メガネが増えるということ


田中(2019)は医師の立場から発達障害の子どもと関わり、診断名について次のような見解を示している、


診断名が付くことのプラス面は、その子の生きづらさやつまずきが、本人の努力不足のせいでも、親の育て方のせいでもなく、「その子の脳のタイプによるものだから」という理解につながる


ただ一方で、診断名が付くことによって子どもの言動のとらえ方が狭まってしまう、画一的になってしまう心配もある



診断名が付くことにより、子どもと関わる際のヒントを得ることができます。

「こういった症状だから」と決めつけてしまうのではなく、個に応じた支援を行うことが必要なのは大前提としてありますが、それでも対応の幅は何もないよりは広がると感じます。

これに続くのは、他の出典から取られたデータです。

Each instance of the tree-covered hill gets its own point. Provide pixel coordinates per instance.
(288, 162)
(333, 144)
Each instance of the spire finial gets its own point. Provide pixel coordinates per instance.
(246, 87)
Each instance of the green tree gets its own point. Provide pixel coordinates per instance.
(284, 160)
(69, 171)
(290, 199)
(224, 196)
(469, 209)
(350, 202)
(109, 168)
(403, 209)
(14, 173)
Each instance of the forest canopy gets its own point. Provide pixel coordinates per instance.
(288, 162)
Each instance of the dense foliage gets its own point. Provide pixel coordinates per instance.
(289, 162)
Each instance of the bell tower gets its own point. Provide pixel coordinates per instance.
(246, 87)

診断名が付いて終わりではなく、そこからが支援のスタートと言っても過言ではないでしょう。

私は、筆者が指摘する「その子への見方が狭まってしまうこと」は意識できていませんでした。



田中(2019)は見方をメガネに例え、次のことを指摘しています。


理解のヒントになる「メガネ」は、たくさん持っていて損することはありませんが、そのメガネを通して見えていることがらが、常に真実とは限らないはずです。あくまでも道具であるメガネに支配されないこと、理解にゴールはないこと


大学院に通ったことでこれまで以上にメガネの数が増え、自分の視野は狭かったと痛感したところでした。

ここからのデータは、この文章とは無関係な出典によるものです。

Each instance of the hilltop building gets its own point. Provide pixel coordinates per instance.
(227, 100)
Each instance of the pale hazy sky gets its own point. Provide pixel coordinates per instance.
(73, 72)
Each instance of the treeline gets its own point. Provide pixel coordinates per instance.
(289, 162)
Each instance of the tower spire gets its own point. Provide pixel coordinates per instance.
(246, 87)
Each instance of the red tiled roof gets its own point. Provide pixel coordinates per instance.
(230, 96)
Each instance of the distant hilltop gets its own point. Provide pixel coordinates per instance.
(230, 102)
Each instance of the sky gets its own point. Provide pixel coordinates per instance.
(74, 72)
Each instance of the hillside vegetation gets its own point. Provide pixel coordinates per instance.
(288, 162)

メガネの数が少なすぎても、道具に使われれもダメだということを肝に銘じる必要があります。

理論に踊らされることなく、目の前の子ども理解に十分に努めなければなりません。

勉強すると「自分は何でも知っている」「このやり方以外は受け付けない」というゾーンに入ってしまうことがあります。

謙虚さがなくなり、自分の成長が止まってしまうゾーンだと考えます。

これからメガネの数や種類は増やしていきながらも、メガネに使われることがないようにしたいです。